Heuristically speaking, Fano's inequality is a bound on how successfully I can guess the output of a random process $X$ if I can't access $X$ directly but can access a different random process $Y$ that is correlated with $X.$ To state the bound precisely, we'll need a bit of notation.

A finite random variable, henceforth just a "random variable," is a finite set $\mathcal{X}$ together with a map $p_X : \mathcal{X} \rightarrow [0, 1]$ satisfying
$$\sum_{x \in \mathcal{X}} p_X(x) = 1.$$
The function $p_X$ is called the probability distribution of the random variable. We think of the elements of the set as corresponding to different possible outcomes of some process, with $p_X(x)$ denoting the probability of outcome $x.$

To discuss correlated events, we need to introduce the idea of a joint distribution over two random variables. We are given two finite sets $\mathcal{X}$ and $\mathcal{Y}$ that index outcomes of a process, together with a map
$$p_{X,Y} : \mathcal{X} \times \mathcal{Y} \rightarrow [0, 1]$$
satisfying
$$\sum_{x \in \mathcal{X}, y \in \mathcal{Y}} p_{X,Y} (x, y) = 1.$$
The marginal distributions are defined by
$$p_X(x) = \sum_{y \in \mathcal{Y}} p_{X,Y}(x, y)$$
and
$$p_Y(y) = \sum_{x \in \mathcal{X}} p_{X, Y}(x, y).$$
One can check that these are probability distributions on $\mathcal{X}$ and $\mathcal{Y},$ respectively.

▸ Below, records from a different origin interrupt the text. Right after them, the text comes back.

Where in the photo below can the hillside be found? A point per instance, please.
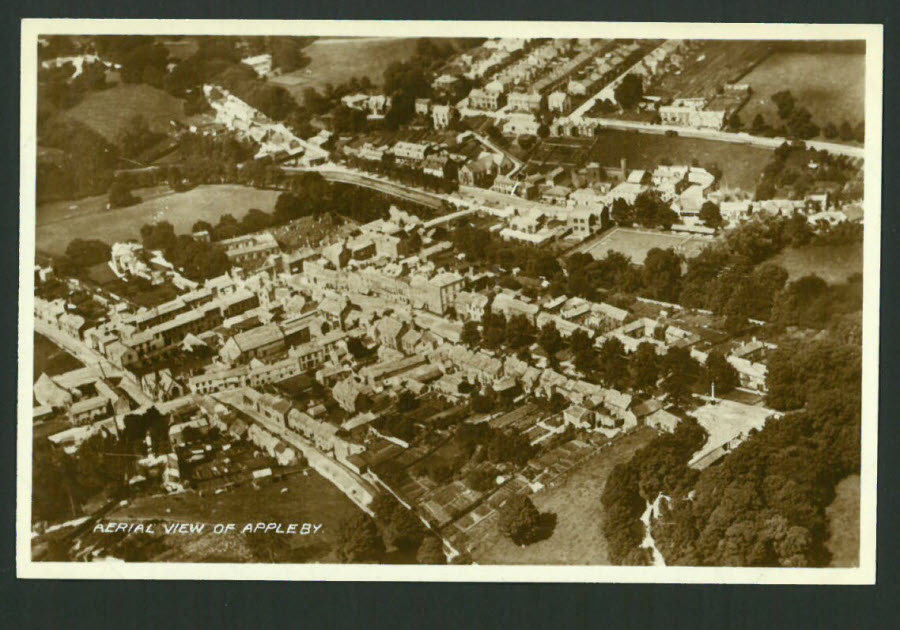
(108, 111)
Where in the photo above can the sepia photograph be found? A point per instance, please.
(449, 301)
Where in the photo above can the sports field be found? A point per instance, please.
(832, 264)
(830, 85)
(60, 222)
(636, 243)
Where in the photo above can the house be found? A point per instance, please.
(558, 102)
(442, 116)
(524, 102)
(578, 417)
(478, 172)
(470, 306)
(662, 420)
(481, 99)
(422, 105)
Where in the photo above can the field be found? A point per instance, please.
(843, 522)
(636, 243)
(337, 60)
(310, 499)
(108, 111)
(830, 85)
(60, 222)
(740, 164)
(722, 62)
(51, 359)
(833, 264)
(578, 537)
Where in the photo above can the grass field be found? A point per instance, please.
(310, 499)
(636, 243)
(830, 85)
(578, 537)
(108, 111)
(722, 62)
(741, 164)
(843, 523)
(833, 264)
(337, 60)
(60, 222)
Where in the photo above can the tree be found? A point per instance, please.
(613, 365)
(710, 215)
(680, 374)
(358, 540)
(721, 373)
(405, 530)
(82, 254)
(662, 274)
(629, 91)
(202, 226)
(550, 339)
(431, 551)
(645, 367)
(519, 519)
(471, 336)
(120, 195)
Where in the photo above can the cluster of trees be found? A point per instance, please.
(658, 468)
(481, 246)
(789, 168)
(764, 505)
(361, 540)
(84, 164)
(730, 277)
(197, 259)
(796, 122)
(648, 210)
(521, 522)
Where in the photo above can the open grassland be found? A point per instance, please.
(832, 264)
(636, 243)
(843, 524)
(337, 60)
(109, 111)
(740, 164)
(297, 499)
(830, 85)
(575, 499)
(60, 222)
(709, 66)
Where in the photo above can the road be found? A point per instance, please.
(727, 136)
(88, 356)
(337, 173)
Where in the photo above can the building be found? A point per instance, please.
(436, 294)
(481, 99)
(442, 116)
(524, 102)
(558, 102)
(250, 248)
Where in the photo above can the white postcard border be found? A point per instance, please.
(864, 574)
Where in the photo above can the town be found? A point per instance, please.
(455, 308)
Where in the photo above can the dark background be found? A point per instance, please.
(67, 604)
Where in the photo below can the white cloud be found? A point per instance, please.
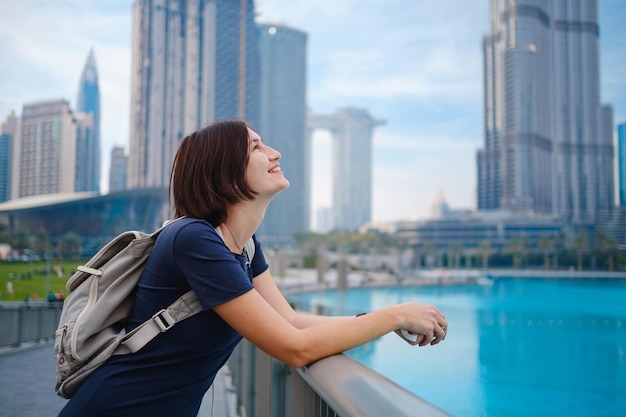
(415, 63)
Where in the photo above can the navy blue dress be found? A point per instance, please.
(171, 374)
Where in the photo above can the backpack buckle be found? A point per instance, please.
(164, 320)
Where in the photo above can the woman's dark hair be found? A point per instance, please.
(209, 171)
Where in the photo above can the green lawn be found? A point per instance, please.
(29, 278)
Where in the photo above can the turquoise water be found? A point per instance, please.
(518, 347)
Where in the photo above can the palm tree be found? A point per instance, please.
(545, 245)
(581, 245)
(604, 243)
(485, 251)
(558, 247)
(517, 248)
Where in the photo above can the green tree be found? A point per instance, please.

Now, suppose we want to guess the outcome of some process whose statistics are governed by a known probability distribution $p_X.$ The system producing the random outcomes is behind some curtain; we aren't actually allowed to look at the outcomes. But every time an outcome is produced, our friend Bob on the other side of the curtain asks us to guess what we think the outcome was. We'd like to find a guessing strategy that results in us being correct as often as possible.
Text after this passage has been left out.